A objeção de consciência pode ser compreendida como uma não adesão consciente a uma norma dada, ou seja, uma recusa a cumprir uma determinada norma por razão de consciência. Trata-se, portanto, de um conflito ético no sentido de que há uma percepção de que os valores da norma estabelecida e os valores morais da pessoa estão indicando valores diversos, não raramente opostos.

A questão da moralidade da objeção de consciência nos pede uma reflexão sobre a obediência. Há moralidade na obediência? Como a obediência pode ser compreendida? Defendemos que o significado da obediência é "prestar atenção" à norma dada, numa atitude de docilidade aos valores do grupo de pertença e às normas sociais. Deste modo é moral a "obediência consciente", em que a pessoa com consciência e liberdade – portanto, com condições de assumir responsabilidade – assume, respeita e cumpre a norma. Nesse sentido desobedecer é "não prestar atenção à norma". Por outro lado, a obediência cega é imoral, pois ocorre quando a pessoa cumpre uma norma simplesmente porque ela foi estabelecida, sem "prestar atenção" a ela, ou cumpre a norma mesmo quando ela indica valores com os quais não concorda em consciência.

Assim sendo, a objeção de consciência é direito da pessoa e salvaguarda princípios morais inalienáveis: o respeito à autonomia plena e consciente da pessoa e a sua liberdade. Essa valorização da objeção de consciência não pode esconder, nem se fundamentar em caprichos pessoais, subjetivismos nem intransigente obstinação. Por isso ela precisa ser temperada pela apresentação dos valores em questão, explicitação dos motivos pessoais e criativa abertura ao diálogo. Ou seja, ela não pode se dar a partir de expressões "eu acho que", "é a minha opinião" ou "não quero saber o que os outros pensam".

Podemos dizer que nos nossos dias a ética é a esfera pública da moralidade – muitas vezes bastante próxima do direito. É nesse contexto de debate público que a objeção de consciência precisa ser devidamente avaliada. Por isso a pessoa que alega objeção de consciência para não aderir a uma determinada norma precisa estar preparada para: a) abandonar o "eu acho que" e indicar os valores que defende a partir de uma determinada tradição moral que assume como própria; b) abandonar o "na minha opinião" e apresentar os argumentos de razoabilidade e possíveis apelos grupais e sociais do valor que defende; c) abandonar o "não quero saber o que os outros pensam" e se abrir para o diálogo "prestando atenção" às razões apresentadas pelo grupo e pela sociedade.

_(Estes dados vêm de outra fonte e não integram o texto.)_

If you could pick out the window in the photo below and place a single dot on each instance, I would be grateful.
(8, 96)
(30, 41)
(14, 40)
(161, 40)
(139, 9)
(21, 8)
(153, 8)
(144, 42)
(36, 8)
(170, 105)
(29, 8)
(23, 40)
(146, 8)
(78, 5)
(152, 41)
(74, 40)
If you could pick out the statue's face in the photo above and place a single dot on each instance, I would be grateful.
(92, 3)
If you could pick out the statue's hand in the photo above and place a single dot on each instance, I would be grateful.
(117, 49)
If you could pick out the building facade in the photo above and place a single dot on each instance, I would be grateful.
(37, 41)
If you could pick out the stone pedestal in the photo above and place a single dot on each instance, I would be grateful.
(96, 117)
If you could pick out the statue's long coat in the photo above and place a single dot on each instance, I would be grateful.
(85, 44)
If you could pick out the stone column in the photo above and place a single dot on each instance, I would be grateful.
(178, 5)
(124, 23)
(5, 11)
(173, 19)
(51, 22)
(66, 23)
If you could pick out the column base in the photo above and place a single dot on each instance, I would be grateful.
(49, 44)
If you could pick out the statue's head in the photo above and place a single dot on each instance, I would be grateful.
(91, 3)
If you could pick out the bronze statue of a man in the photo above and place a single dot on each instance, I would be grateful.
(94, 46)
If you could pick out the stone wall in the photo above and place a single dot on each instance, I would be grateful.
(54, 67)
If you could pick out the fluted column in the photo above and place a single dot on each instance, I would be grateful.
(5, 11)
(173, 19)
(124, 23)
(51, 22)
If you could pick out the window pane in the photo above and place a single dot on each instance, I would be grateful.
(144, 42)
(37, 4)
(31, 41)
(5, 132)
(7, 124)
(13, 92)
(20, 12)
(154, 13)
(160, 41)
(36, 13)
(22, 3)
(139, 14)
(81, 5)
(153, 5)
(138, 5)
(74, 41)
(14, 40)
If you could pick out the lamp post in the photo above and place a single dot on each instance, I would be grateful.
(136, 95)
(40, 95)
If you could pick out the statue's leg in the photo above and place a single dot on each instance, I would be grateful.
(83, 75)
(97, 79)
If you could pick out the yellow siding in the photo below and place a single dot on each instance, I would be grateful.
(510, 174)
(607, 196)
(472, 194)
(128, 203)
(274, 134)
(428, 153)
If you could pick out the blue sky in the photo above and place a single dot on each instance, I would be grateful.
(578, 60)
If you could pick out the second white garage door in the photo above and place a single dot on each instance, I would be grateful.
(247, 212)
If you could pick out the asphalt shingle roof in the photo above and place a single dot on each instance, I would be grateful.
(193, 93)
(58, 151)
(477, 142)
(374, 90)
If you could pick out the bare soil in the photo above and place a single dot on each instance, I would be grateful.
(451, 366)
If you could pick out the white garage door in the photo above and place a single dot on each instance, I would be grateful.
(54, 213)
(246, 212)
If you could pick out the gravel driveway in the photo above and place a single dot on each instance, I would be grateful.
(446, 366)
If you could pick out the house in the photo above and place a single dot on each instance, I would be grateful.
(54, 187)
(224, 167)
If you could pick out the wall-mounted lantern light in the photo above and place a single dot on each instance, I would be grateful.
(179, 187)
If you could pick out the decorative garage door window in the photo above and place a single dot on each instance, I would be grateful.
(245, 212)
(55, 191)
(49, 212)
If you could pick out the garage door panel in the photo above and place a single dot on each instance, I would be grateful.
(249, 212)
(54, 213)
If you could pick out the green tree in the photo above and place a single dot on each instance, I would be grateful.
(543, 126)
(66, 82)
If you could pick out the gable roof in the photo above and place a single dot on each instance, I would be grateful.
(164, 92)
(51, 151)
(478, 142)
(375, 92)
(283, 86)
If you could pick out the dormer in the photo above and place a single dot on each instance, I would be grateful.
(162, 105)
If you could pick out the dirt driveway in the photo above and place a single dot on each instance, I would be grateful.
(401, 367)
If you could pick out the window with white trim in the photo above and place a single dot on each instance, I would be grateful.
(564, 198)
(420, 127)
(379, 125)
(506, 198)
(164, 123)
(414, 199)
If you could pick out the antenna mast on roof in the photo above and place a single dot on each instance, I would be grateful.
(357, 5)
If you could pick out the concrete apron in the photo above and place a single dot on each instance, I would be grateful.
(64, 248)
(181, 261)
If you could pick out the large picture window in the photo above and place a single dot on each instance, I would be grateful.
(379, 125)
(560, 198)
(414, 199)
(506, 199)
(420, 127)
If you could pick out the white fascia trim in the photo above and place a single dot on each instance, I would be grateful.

Evidentemente que essa reflexão não encerra o assunto, mas apenas aponta alguns elementos necessários para o início do debate. Muitas perguntas precisam ser respondidas e muitas delas poderiam ser dirimidas no contexto da bioética se houver a percepção de os princípios – não maleficência, beneficência, autonomia e justiça – precisam ser colocados numa certa hierarquia. Seria aceitável alguém – apelando para a própria autonomia – causar o mal a terceiros? Seria aceitável alguém – alegando defender um bem pessoal – ser conivente com a injustiça? No mundo da saúde esses conflitos são frequentes e o profissional de saúde precisa lidar com essas situações encarando-as de frente e a melhor saída é se convencer de que quando estamos diante de verdadeiros "conflitos morais" a solução ideal – ou a resposta certa – não é mais possível e o empenho todo precisa ser colocado numa outra direção: buscar a melhor solução ou até mesmo a menos dramática.